It's more urban that you'd think. From the census data, 64% of its population is in urban areas - less than the country as a whole, but more then, say, Vermont or New Hampshire.
Yeah what people don't realize, far more people in Iowa live in places that look like this:
than this:
That in and of itself doesn't make a place Democratic, BRTD, no matter how much you fancy your party as a "cosmopolitan" one or whatever.
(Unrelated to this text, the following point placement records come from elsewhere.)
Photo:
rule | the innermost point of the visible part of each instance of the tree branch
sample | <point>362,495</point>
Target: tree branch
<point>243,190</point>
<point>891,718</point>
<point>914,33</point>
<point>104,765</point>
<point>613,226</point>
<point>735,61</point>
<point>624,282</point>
Downstate Illinois (which I'm defining as everything outside of the Chicagoland area) is more urbanized than Iowa, and it votes Republican.
Peoria
Rockford
Moline (Quad Cities)
Bloomington/Normal
Champaign
Springfield
Decatur
None of these are including the 700,000+ people who live in the IL suburbs of St. Louis (naturally, there's not really a picture that does that area justice). Just saying that a place NOT being rural does not necessarily correlate to it being Democratic territory. Just using simple math, the majority of Republican voters are not going to be in rural areas.
Now, as someone who lives in Iowa City, this would be my answer: Eastern Iowa has more population than the western half of the state, and it also has several industrial, blue collar cities (Cedar Rapids, Waterloo, Dubuque, the Quad Cities, Muscatine) that provide a nice floor for Democrats. When you combine that with the college town Democrats in Iowa City, Ames and Cedar Falls and the fact that rural voters in Eastern Iowa usually vote Democratic too, you get a pretty high floor for the Democrats in Presidential elections, one that can usually overpower the western half of the state (mostly rural) and the outer/richer Des Moines and Cedar Rapids suburbs.